Creating Define.xml 2.0 with OpenCDISC – Webinar Q&A

  1. Does the annotated blank CRF page have to be in a format or tagged in order to populate the Pages when Origin=CRF?
    To pull in annotations, the CRF should use PDF text annotations. A less optimal solution is form fields. Please use annotations for optional scanning of CRF page numbers.
  2. How is the dataset tab populated with the imported xpt datasets? Where it gets the structure, key variables populated?
    Structure, key variables are populated based on the standard (in the example it was SDTM-IG 3.1.2). These pre-populated metadata are considered as a template and a reference to Standard only. Actual information for dataset structure and key variables varies across studies and is expected to be populated based on study data specifications, rather than from the CDISC standard. However this is a good example when custom Sponsor specific standards can be applied to overwrite metadata from CDISC examples.
  3. Is the Dataset Description populated off of the dataset label in the xpt file? If so, then when you add a dataset Description for the define.xml it would still be missing in the xpt file?

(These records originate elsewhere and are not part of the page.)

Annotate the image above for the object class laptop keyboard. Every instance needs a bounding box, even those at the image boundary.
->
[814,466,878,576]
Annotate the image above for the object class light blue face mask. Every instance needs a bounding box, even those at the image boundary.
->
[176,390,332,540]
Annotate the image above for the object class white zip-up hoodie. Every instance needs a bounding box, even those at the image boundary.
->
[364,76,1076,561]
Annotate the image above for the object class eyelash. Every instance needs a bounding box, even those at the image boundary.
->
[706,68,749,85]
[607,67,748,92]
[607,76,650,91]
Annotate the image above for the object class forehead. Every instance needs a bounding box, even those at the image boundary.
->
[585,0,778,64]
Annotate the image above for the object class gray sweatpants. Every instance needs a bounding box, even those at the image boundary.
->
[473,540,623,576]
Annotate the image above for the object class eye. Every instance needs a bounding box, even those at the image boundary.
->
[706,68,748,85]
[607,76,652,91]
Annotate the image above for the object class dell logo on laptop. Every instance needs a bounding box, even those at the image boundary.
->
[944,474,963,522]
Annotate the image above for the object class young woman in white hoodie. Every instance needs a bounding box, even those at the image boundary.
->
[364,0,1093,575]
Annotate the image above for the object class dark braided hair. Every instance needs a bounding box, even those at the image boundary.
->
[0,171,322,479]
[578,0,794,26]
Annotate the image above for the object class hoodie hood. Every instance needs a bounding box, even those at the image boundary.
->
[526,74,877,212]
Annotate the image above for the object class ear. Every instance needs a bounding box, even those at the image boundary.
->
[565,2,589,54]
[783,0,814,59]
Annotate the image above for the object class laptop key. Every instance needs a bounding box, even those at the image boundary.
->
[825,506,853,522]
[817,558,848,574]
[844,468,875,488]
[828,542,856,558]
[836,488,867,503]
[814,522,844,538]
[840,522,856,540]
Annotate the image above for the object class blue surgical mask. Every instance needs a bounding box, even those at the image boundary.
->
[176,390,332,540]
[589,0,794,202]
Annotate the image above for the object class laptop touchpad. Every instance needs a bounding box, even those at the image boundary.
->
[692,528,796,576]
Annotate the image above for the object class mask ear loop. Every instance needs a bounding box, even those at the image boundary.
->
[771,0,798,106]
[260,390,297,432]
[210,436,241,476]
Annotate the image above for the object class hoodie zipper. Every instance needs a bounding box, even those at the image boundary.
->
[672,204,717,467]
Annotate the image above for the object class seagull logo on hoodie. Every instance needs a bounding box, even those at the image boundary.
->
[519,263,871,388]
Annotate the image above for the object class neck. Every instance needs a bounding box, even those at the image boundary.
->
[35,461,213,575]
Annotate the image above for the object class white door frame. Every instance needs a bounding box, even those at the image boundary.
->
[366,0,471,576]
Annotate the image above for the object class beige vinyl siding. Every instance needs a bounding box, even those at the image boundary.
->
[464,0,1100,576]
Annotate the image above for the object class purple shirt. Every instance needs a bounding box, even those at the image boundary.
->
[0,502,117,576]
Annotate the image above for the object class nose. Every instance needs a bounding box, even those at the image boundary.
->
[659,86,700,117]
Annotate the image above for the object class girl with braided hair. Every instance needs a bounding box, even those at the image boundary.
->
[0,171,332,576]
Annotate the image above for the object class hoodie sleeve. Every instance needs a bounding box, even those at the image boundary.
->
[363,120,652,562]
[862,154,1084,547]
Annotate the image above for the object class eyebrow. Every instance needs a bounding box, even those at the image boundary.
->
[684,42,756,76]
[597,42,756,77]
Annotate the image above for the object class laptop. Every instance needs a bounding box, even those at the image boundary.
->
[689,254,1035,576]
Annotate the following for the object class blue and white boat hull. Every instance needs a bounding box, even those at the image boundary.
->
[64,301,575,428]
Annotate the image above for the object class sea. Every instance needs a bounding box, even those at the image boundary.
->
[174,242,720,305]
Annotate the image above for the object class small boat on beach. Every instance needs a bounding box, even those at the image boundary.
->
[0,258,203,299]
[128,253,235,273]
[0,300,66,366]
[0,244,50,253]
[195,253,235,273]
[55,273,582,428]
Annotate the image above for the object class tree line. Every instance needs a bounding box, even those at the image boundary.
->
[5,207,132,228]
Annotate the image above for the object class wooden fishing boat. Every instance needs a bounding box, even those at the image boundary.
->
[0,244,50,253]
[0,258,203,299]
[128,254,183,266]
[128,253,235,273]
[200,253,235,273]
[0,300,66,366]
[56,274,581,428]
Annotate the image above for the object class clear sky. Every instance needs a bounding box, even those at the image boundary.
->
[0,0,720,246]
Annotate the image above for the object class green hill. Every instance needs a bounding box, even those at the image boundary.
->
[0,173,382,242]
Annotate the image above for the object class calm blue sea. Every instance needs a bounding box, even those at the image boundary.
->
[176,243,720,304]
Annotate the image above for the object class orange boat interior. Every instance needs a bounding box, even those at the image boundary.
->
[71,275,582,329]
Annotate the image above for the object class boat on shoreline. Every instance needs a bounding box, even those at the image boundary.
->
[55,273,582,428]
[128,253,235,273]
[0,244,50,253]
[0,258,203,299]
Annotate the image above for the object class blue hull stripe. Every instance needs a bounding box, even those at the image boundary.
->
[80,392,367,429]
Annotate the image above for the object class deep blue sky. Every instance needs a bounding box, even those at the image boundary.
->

    The dataset description is populated from the XPT file, that is why it was blank in the example shown during the presentation. It represents bad data.  If you fixed the XPT file and re-uploaded it, it would be correct. An easier solution is to enter the data directly into Define.xml Designer. Data fix is still expected. The later validation of data vs. define.xml file will catch any inconsistency.
  4. Many people use the data type column to populate the attributes of the sas variables. The sas attributes are num/char, as is in the cdisc sdtm definitions. Using text/integer, etc., in the define.xml causes inconsistency between the sdtm specs and the define.xml. What is the rational for using integer/text, etc.?
    We populate the datatypes that are required by the Define.xml 2.0 spec.  These are differently defined than the sas attributes.
  5. How did you import the dictionaries and the documents? Did you copy & paste?
    Yes, the copying/pasting of dictionaries and documents was simulating the copying and pasting from excel into OpenCDISC Define.xml Designer.
  6. “I’m trying to understand the value of uploading codelist not found in the data feature. We have always heard that the define.xml should be data driven. Has it been practice to add additional codelists that is not available in the data? Is this to help expand picklists found on our CRF pages?”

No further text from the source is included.